This project is particularly interested in halls in regional and remote towns - including long-standing, purpose-built halls that have served as gathering places for small communities over many decades. These might be standalone buildings made of timber, stone or tin, often run by local committees or volunteers, and sometimes no longer in regular use.
Photographs
You don’t need to be a professional photographer - phone photos are welcome if they’re clear, nicely composed and well-lit.
Photo submissions will be selected based on:
• Image quality - sharp, well-lit, and high resolution
• Composition - clear framing that shows the hall and its setting - make sure there's plenty of space in the photo around the hall (don't let your hall fill the entire photo)
• Sense of place - context and landscape where relevant
• Relevance - hall types including institute halls, memorial halls, progress halls, school halls, town halls and other gathering places
File types accepted: JPEG (.jpg) or PNG (.png)

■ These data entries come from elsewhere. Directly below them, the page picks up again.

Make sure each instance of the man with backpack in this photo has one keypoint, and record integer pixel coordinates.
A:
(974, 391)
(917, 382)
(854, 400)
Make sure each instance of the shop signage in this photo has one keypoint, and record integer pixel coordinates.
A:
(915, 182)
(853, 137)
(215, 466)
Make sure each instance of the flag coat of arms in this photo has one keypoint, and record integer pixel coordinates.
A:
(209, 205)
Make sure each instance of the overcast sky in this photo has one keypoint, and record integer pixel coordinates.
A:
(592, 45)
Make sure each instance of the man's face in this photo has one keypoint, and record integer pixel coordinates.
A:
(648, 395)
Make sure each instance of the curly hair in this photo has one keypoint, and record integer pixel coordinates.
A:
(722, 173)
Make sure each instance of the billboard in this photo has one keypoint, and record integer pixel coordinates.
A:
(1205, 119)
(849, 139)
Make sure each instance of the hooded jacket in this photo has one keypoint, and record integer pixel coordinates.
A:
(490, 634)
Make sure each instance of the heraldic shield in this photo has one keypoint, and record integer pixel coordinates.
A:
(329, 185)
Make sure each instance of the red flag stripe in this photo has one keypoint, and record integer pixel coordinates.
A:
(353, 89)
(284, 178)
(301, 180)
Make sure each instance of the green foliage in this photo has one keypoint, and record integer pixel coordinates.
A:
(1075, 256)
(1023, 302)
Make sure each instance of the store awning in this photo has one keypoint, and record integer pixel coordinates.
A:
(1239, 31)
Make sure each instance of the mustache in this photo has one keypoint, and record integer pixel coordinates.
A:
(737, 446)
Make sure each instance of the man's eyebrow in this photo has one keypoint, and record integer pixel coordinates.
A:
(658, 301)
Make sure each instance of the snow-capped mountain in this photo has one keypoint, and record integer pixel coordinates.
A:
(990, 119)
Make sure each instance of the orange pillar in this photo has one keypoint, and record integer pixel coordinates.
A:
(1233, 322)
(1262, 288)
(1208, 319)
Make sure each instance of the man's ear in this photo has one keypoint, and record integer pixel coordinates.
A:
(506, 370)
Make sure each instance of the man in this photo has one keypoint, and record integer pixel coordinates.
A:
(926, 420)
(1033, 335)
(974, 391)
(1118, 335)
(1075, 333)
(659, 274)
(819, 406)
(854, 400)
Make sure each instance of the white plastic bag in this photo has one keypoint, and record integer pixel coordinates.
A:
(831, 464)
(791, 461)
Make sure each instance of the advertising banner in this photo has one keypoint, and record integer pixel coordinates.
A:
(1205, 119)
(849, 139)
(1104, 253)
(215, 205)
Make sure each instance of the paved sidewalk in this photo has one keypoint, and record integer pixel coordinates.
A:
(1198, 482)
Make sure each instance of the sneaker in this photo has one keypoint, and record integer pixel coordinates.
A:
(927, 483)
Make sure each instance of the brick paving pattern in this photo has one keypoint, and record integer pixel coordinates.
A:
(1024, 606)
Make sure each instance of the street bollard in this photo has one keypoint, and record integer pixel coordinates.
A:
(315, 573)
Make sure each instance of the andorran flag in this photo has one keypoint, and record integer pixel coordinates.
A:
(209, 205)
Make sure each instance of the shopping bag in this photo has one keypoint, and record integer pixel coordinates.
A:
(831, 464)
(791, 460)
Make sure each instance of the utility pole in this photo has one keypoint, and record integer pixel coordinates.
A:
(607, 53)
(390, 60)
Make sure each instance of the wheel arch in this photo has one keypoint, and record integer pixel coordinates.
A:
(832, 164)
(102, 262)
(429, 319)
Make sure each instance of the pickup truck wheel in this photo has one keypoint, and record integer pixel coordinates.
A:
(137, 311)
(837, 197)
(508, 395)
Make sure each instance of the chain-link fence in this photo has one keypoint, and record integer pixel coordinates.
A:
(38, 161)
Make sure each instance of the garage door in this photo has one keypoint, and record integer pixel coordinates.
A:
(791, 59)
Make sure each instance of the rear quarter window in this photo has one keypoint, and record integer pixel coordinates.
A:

After you have submitted this form, the confirmation screen will give you the email address to send your photos to. Please include the name of the hall as the subject, attaching up to 5 photographs of the hall. At least 1 photo must be of the main exterior, plus internal or old photos of the hall in action are most welcome. The email address is provided following submission of the form.
Descriptions
For each hall, we’re asking you to use the below form to tell us:
- The name of the hall
- The town or district
- (If known) the year it was built
- A short story, memory or description (optional) - 150–250 words, written in the third person, clear and factual. We are keen to include facts such as when the hall was built, what it was originally used for, any major changes or transitions over time, how it is used today.
- The photographer’s name (so we can credit them)
- Contact details of the person submitting their hall
To ensure a balanced and high-quality book, submissions will be curated. Inclusion in the final publication cannot be guaranteed, particularly if more than 100 halls are submitted or if images are not suitable for print reproduction.
What this will become
The final book will be a large-format hardcover coffee-table book, designed to sit proudly in homes, council offices, libraries and visitor centres - a lasting record of South Australia’s community places.
Every hall included will be credited, and contributors will be acknowledged in the book.
Who is behind this
This project is led by Becky Hirst, who has a long career as a leader in community engagement and development across Australia and the UK.
How to submit
To contribute your hall, simply complete the short form below and email your photos to the email address provided on the confirmation screen, with the name of the hall in the subject. By submitting, you confirm you have permission to share the photos and grant the right to publish them in print and digital formats for this project.
Let’s build this together
If you’ve ever danced in a hall, held a meeting in one, or lived in a community shaped by its hall - whether still in use or standing quietly as a place of memory - this project is for you.
Help us make sure these buildings - and the stories held within them - are recognised as part of the social fabric of our communities, past, present and, we hope, future.